A partire dal trionfo a Cannes fino a quello agli Oscar, si è fatto un gran parlare (meritatamente) di “Parasite”. Un film non esente da difetti che, grazie a una brillante messa in scena della moderna lotta di classe, si è imposto come fenomeno internazionale e modello di cinema da imitare.
Anche “Shoplifters” ha vinto la Palma d’oro, l’anno prima. Pur partendo da presupposti simili a quelli di “Parasite”, mettendo in scena sobborghi giapponesi devastati dall’urbanizzazione selvaggia e popolati da ceti bassi dove l’inganno è all’ordine del giorno, propone però una forma cinematografica completamente diversa da quella di Joon-ho, lontanissima dal frenetico spettacolo Hollywoodiano, vicina invece al vecchio neorealismo.

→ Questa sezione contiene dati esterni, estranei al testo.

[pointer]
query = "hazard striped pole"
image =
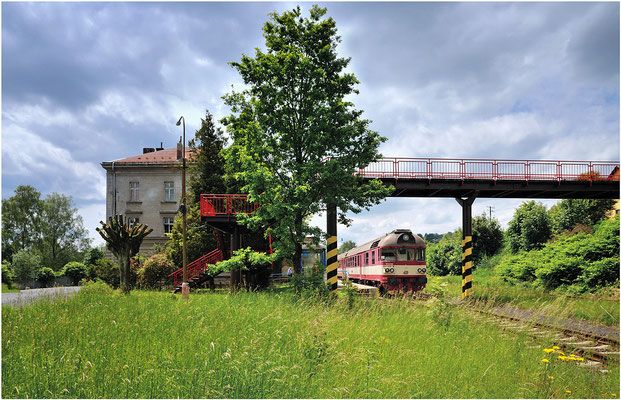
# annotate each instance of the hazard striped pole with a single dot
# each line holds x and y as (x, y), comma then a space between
(466, 267)
(466, 244)
(332, 263)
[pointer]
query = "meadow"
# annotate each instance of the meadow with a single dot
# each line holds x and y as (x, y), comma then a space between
(101, 344)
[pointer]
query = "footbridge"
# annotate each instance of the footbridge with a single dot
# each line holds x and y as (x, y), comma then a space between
(461, 179)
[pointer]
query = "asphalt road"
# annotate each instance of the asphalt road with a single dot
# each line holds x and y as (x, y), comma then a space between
(29, 296)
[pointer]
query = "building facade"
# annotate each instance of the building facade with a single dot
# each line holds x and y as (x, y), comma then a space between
(147, 190)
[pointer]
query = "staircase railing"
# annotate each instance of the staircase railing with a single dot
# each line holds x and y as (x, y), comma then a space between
(196, 267)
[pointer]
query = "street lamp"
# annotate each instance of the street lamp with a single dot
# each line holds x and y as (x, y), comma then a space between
(185, 287)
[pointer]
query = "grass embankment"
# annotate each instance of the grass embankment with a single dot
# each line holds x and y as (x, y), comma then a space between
(156, 345)
(602, 307)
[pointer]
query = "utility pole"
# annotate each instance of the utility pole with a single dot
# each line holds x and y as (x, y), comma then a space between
(490, 212)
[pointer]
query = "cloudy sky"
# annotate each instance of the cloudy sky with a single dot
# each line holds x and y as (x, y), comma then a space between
(84, 83)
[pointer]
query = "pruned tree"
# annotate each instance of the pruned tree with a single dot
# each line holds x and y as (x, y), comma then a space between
(124, 242)
(297, 139)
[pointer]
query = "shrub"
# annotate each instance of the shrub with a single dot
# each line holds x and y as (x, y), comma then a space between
(96, 287)
(310, 284)
(106, 270)
(45, 275)
(75, 271)
(7, 276)
(24, 265)
(92, 255)
(155, 271)
(576, 263)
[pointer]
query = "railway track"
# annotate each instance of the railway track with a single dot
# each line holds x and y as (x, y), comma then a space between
(591, 345)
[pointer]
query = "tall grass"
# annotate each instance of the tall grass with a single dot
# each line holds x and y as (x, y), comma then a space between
(155, 345)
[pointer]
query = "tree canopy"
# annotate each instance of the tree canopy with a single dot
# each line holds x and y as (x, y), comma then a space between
(530, 227)
(296, 141)
(51, 227)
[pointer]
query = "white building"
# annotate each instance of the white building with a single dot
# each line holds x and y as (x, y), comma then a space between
(147, 189)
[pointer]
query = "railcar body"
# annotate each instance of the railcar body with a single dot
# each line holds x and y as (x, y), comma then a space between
(394, 262)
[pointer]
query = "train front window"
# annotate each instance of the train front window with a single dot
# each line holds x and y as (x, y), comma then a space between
(388, 255)
(406, 254)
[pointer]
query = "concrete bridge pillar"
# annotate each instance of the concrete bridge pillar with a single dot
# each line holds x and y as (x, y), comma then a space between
(466, 258)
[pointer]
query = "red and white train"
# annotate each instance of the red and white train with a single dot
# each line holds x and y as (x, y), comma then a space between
(394, 262)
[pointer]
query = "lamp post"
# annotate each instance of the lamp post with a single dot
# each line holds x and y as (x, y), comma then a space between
(185, 287)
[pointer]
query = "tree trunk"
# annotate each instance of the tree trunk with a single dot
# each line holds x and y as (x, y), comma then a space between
(297, 259)
(124, 272)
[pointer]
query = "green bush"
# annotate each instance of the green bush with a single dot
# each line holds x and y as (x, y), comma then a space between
(310, 284)
(75, 271)
(92, 255)
(576, 263)
(155, 271)
(106, 270)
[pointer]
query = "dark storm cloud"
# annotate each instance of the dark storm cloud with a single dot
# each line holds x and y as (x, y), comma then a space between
(84, 83)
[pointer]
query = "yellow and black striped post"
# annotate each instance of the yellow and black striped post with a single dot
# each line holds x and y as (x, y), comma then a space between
(466, 258)
(332, 263)
(466, 267)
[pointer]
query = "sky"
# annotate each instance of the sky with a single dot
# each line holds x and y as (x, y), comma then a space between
(84, 83)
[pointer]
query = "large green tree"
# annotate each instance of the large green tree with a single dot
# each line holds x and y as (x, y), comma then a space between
(207, 167)
(297, 141)
(63, 236)
(21, 215)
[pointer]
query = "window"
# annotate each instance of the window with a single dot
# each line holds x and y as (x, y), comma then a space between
(168, 223)
(134, 191)
(388, 255)
(169, 191)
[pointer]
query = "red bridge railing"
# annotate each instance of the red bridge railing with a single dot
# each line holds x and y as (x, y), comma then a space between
(226, 204)
(196, 267)
(443, 168)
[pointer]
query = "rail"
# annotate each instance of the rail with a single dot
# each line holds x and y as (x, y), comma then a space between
(485, 169)
(197, 267)
(226, 204)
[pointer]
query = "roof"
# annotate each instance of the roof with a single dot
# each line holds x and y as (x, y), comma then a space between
(165, 156)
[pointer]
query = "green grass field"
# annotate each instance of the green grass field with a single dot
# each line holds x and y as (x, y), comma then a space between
(268, 345)
(602, 308)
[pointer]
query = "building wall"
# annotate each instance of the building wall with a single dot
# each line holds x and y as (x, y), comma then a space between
(151, 207)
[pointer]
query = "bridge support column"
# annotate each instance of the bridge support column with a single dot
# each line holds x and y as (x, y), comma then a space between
(466, 258)
(235, 275)
(331, 263)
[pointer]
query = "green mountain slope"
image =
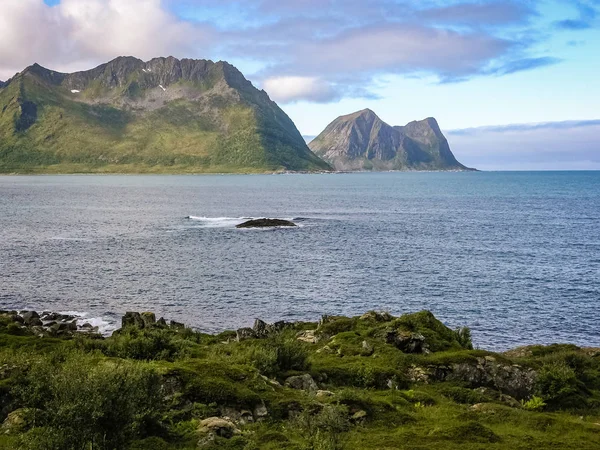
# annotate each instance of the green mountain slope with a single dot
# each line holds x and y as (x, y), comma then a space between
(165, 115)
(362, 141)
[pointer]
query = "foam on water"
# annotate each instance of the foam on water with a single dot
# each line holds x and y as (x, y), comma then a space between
(232, 222)
(105, 325)
(218, 222)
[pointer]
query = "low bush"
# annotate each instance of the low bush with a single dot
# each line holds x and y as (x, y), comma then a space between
(86, 403)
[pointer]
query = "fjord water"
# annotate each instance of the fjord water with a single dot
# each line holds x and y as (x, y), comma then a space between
(513, 255)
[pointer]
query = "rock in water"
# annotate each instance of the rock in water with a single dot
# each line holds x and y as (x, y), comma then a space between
(265, 223)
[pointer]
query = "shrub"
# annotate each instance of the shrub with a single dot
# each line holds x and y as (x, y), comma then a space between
(323, 429)
(533, 404)
(144, 345)
(557, 383)
(87, 403)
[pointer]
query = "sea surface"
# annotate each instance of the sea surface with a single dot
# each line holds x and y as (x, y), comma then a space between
(513, 255)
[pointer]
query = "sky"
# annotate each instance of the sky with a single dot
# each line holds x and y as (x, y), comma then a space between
(513, 84)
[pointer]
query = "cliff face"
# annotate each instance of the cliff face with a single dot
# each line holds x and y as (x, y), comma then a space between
(162, 115)
(362, 141)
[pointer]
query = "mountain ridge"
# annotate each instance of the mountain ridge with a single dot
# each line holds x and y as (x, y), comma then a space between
(163, 115)
(362, 141)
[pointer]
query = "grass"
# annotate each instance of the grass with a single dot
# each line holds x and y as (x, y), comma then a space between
(213, 134)
(373, 404)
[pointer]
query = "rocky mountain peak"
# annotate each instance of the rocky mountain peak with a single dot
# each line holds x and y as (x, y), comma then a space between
(362, 141)
(174, 114)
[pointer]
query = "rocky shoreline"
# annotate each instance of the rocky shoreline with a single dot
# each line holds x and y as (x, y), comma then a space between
(375, 376)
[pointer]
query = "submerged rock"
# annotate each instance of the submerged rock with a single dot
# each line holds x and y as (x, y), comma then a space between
(264, 223)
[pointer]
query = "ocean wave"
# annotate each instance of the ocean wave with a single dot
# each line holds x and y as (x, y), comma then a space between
(104, 324)
(231, 222)
(218, 222)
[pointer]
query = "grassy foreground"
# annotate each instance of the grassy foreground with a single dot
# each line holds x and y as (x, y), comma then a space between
(370, 382)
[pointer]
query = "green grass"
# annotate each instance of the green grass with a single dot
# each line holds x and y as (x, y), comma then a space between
(214, 134)
(192, 376)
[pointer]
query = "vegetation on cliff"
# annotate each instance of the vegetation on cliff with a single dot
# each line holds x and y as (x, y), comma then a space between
(161, 116)
(369, 382)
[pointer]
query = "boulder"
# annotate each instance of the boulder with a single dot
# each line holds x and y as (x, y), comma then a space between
(265, 223)
(308, 336)
(367, 349)
(262, 329)
(359, 416)
(219, 427)
(245, 333)
(408, 342)
(302, 382)
(176, 325)
(149, 318)
(377, 316)
(33, 322)
(324, 394)
(29, 316)
(132, 319)
(260, 412)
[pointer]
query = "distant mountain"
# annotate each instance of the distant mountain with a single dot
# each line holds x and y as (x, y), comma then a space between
(362, 141)
(164, 115)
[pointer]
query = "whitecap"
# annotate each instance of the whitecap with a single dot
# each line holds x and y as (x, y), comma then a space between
(218, 222)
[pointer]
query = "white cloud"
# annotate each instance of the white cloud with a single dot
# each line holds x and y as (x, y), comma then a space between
(548, 146)
(292, 88)
(77, 34)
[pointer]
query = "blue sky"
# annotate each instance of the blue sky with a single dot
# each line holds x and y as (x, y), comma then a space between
(469, 63)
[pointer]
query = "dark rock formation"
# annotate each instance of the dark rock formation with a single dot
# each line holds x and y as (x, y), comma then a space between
(362, 141)
(302, 382)
(408, 342)
(264, 223)
(214, 118)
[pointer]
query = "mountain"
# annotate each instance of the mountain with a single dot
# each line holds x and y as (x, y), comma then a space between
(164, 115)
(362, 141)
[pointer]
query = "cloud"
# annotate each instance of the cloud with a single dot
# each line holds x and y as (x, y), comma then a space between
(76, 34)
(287, 89)
(587, 11)
(314, 50)
(481, 13)
(570, 145)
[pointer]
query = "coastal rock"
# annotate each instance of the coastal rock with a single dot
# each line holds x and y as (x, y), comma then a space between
(29, 317)
(377, 316)
(324, 394)
(219, 427)
(266, 223)
(367, 349)
(512, 380)
(149, 318)
(176, 325)
(308, 336)
(262, 329)
(302, 382)
(243, 334)
(408, 342)
(260, 412)
(132, 319)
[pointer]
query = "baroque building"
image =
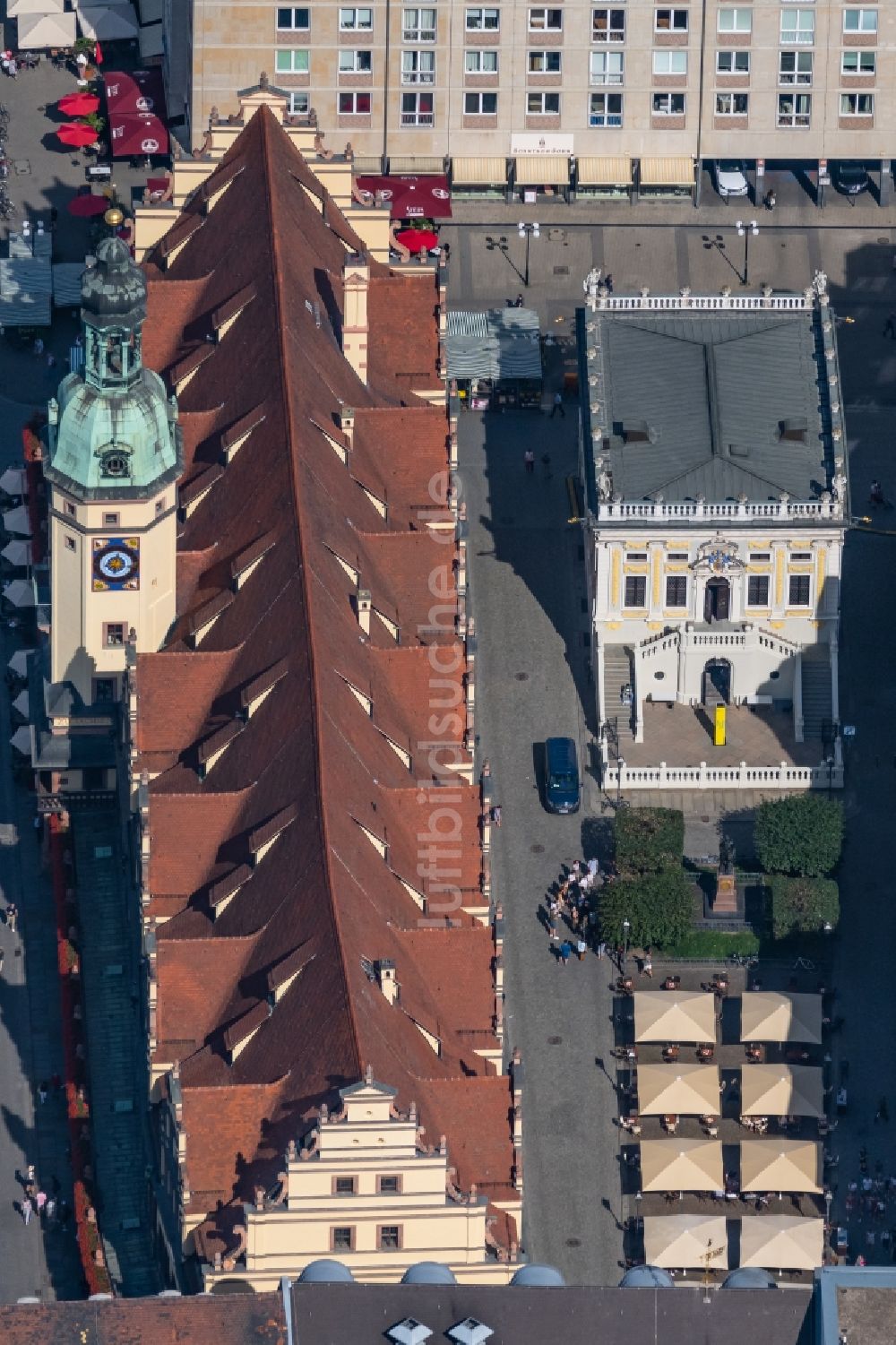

Se non si hanno problemi con lentezza atavica, dialoghi abbozzati, interni angusti e assenza di trama quasi totale (gli accadimenti veri e propri e le rivelazioni sono ridotti all’ultimo quarto di film), la potenza della descrizione della povertà , della sua brutalità e della sua poetica dolcezza, operata da “Shoplifter” lascia davvero di stucco.
Se ne è parlato troppo di meno di “Parasite” ed è un peccato.